MLA Mahendran also gave a fiery speech in the meeting. “Only VIPs can go to Perijam Lake in Kodaikanal with the permission of the DFO. When I was getting ready to leave there with proper permission, the District Forest Officer contacted me and said, ‘Two High Court judges are staying there for relaxation and no one will be allowed till they leave!'. If an MLA is not able to go there today, one can imagine how much were the Kuravars oppressed during British rule?”
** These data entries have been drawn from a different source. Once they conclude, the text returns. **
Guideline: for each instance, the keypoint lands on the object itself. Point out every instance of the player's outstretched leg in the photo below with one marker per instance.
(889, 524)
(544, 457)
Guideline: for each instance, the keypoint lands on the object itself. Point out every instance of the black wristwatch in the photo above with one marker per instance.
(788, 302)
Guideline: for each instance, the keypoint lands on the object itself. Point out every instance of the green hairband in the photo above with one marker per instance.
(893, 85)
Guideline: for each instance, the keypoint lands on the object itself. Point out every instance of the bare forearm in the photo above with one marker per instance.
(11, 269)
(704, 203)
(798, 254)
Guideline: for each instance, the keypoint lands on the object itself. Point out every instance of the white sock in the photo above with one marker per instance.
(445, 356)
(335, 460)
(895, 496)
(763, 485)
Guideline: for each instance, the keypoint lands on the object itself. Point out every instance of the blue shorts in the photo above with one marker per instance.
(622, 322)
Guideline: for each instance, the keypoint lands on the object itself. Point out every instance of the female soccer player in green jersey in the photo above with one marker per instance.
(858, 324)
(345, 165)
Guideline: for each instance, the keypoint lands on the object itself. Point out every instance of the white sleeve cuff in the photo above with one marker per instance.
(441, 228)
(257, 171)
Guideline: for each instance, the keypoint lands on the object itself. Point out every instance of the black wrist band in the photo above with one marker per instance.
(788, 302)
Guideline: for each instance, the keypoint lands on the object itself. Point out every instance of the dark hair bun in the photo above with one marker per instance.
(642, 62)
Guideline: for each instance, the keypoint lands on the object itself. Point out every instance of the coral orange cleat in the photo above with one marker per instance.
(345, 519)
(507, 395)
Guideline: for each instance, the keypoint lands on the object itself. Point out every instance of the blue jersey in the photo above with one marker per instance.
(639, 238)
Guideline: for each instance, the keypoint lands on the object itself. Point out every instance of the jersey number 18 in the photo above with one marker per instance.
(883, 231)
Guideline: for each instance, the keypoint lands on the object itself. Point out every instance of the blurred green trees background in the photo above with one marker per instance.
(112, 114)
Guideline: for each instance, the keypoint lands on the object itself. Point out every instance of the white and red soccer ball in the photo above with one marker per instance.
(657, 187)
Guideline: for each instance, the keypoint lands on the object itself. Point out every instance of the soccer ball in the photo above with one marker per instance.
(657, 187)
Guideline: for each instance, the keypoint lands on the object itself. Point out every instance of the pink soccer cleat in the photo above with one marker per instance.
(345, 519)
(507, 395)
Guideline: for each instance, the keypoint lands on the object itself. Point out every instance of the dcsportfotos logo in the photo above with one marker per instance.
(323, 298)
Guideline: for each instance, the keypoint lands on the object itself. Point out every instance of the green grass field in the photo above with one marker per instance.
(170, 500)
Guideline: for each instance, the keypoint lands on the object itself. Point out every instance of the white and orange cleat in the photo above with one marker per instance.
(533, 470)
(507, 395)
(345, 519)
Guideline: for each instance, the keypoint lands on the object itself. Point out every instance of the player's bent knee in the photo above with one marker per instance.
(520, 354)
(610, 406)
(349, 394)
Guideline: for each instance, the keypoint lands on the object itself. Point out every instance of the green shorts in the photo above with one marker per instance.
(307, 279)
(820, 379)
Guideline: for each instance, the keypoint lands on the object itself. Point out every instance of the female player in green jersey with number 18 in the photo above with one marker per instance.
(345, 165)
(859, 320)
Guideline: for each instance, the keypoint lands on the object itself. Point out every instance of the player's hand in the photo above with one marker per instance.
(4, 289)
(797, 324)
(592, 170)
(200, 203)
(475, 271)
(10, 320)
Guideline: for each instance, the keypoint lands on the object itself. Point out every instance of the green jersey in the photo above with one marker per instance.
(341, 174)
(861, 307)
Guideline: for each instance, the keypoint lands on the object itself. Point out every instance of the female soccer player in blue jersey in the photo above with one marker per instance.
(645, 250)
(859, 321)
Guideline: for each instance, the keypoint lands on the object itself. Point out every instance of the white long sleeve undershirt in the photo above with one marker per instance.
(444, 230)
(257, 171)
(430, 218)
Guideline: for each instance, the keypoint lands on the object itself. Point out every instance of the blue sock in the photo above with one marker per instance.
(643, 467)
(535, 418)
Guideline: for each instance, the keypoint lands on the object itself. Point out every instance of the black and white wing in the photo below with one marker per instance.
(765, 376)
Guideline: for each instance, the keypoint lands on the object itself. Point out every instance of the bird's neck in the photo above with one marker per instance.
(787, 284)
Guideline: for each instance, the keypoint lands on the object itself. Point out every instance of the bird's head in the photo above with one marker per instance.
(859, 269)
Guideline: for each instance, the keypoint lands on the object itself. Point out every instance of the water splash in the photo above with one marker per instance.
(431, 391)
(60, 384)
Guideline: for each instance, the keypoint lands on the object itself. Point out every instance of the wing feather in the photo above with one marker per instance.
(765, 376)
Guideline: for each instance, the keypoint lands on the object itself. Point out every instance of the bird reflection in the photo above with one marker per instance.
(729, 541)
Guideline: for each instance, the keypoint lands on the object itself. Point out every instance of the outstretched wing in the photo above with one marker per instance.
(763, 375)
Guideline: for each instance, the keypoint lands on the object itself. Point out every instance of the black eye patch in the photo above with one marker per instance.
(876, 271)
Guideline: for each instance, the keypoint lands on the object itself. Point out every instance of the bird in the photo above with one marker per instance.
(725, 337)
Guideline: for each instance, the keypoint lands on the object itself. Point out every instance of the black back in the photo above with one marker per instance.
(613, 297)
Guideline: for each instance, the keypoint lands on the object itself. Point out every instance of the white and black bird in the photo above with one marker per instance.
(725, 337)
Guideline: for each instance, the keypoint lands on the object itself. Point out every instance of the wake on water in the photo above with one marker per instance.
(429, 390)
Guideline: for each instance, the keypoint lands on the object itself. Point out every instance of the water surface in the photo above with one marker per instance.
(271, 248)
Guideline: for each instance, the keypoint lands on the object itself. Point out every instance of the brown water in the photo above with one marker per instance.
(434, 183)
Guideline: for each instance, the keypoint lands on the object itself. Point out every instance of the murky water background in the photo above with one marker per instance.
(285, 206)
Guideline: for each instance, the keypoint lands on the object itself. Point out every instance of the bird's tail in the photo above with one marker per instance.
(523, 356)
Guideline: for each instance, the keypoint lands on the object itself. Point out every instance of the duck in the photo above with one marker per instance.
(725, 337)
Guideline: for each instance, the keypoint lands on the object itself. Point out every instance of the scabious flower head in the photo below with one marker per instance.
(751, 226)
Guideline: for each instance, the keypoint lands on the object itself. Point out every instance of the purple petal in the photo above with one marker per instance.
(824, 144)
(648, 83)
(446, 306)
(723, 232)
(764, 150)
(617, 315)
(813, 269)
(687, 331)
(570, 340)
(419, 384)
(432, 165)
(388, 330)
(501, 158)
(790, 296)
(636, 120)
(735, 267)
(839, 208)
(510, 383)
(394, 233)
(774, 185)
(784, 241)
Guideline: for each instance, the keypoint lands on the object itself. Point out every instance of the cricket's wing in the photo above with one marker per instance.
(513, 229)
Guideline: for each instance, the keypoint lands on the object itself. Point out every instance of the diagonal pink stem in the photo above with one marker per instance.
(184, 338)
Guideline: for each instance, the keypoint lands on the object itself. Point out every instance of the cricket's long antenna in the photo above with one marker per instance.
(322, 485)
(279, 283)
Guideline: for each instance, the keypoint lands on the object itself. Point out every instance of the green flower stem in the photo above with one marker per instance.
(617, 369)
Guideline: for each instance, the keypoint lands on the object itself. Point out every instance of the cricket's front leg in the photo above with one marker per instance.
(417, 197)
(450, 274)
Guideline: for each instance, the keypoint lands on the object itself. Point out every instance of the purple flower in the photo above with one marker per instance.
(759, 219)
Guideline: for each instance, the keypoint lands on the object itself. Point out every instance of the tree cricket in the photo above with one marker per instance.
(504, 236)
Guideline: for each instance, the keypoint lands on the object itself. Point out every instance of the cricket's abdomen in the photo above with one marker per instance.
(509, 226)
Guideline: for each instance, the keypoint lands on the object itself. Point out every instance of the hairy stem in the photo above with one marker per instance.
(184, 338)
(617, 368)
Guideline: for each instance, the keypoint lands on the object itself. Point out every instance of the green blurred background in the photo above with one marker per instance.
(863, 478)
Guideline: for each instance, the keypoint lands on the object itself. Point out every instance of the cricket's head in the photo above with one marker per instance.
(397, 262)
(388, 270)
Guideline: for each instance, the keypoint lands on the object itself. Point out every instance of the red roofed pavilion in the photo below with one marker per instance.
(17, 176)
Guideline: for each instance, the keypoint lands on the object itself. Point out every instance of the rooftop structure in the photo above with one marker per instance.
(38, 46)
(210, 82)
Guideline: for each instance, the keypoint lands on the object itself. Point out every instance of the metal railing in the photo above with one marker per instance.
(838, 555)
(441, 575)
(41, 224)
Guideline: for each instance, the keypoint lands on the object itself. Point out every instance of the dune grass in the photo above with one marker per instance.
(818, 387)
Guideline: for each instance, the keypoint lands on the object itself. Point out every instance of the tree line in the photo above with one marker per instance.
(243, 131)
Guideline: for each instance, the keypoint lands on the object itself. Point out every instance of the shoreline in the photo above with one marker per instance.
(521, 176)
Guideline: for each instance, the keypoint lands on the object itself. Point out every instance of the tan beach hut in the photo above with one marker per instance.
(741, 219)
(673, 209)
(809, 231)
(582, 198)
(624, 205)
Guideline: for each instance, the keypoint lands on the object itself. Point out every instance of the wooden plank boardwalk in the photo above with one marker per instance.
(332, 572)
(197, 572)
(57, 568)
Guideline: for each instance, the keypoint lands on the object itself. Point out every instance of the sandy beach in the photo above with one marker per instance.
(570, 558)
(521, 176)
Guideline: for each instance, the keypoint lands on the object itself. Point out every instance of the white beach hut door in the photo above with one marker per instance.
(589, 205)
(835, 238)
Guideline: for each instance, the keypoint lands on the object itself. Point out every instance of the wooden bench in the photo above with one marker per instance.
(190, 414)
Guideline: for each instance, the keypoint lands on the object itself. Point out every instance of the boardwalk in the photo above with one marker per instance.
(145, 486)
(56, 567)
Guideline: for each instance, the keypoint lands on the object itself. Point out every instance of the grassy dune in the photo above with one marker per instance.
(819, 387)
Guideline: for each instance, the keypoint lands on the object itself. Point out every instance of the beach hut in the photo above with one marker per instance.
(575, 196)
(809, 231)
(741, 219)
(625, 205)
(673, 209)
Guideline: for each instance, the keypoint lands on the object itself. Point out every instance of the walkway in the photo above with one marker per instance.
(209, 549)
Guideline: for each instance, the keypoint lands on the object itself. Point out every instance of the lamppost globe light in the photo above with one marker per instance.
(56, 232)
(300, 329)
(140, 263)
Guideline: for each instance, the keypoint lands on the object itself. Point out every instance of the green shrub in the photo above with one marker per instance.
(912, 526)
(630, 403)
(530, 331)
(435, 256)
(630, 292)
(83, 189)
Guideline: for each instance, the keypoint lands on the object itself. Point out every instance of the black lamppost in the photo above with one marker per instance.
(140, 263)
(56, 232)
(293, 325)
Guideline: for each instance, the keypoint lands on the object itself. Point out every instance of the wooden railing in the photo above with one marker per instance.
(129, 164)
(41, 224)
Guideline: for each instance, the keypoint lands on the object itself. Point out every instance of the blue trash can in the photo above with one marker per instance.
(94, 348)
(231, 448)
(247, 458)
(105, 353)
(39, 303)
Similarly, even though the Criminal Inheritance Act has been abolished, the Tamil Nadu Police is still enforcing it. Natarajan, who was killed in a recent encounter, has been registered as 'Kura Natarajan' in all the documents including the FIR. “What does that mean? There have been 32 encounters in Tamil Nadu. This includes rowdies belonging to other non-criminal castes. Why don't they just mention their caste before the name like in the case of kuravars?” questioned MLA Mahendran.



Puratchi Dasan, president of the Viduthalai Vengai Organisation, said, “the Kuravars are the original inhabitants of the land. They are the umbilical cord of today's Tamil people. Evidence for this can be found from the Tolkappiyam 2,500 years ago to the 11th century Kuttrala Kuravanji.” He further added, "It is not enough to declare us as Scheduled Tribes. Doubling what we have lost is the real meaning of social justice. We want justice!”


This meeting vividly portrayed the real situation of the Kuravara, the original Tamil inhabitants. In many parts of India, the indigeneous population or the original inhabitants, have historically been forced to leave their lands and forests, under the pretext of developmental projects, construction of dams, infrastructural facilities, etc. Hence, displacement and migration of the Adivasi/tribal population is a grave concern. It pushes them further into exploitation, by forcing them to abandon their way of lives and to fit into a commercialized, market-oriented, capitalist economy. This needs to come to an end. Tribals should not be evicted from their lands in the name of development.


This article is created as a part of the Adivasi Awaaz project, with the support of Misereor and Prayog Samaj Sevi Sanstha.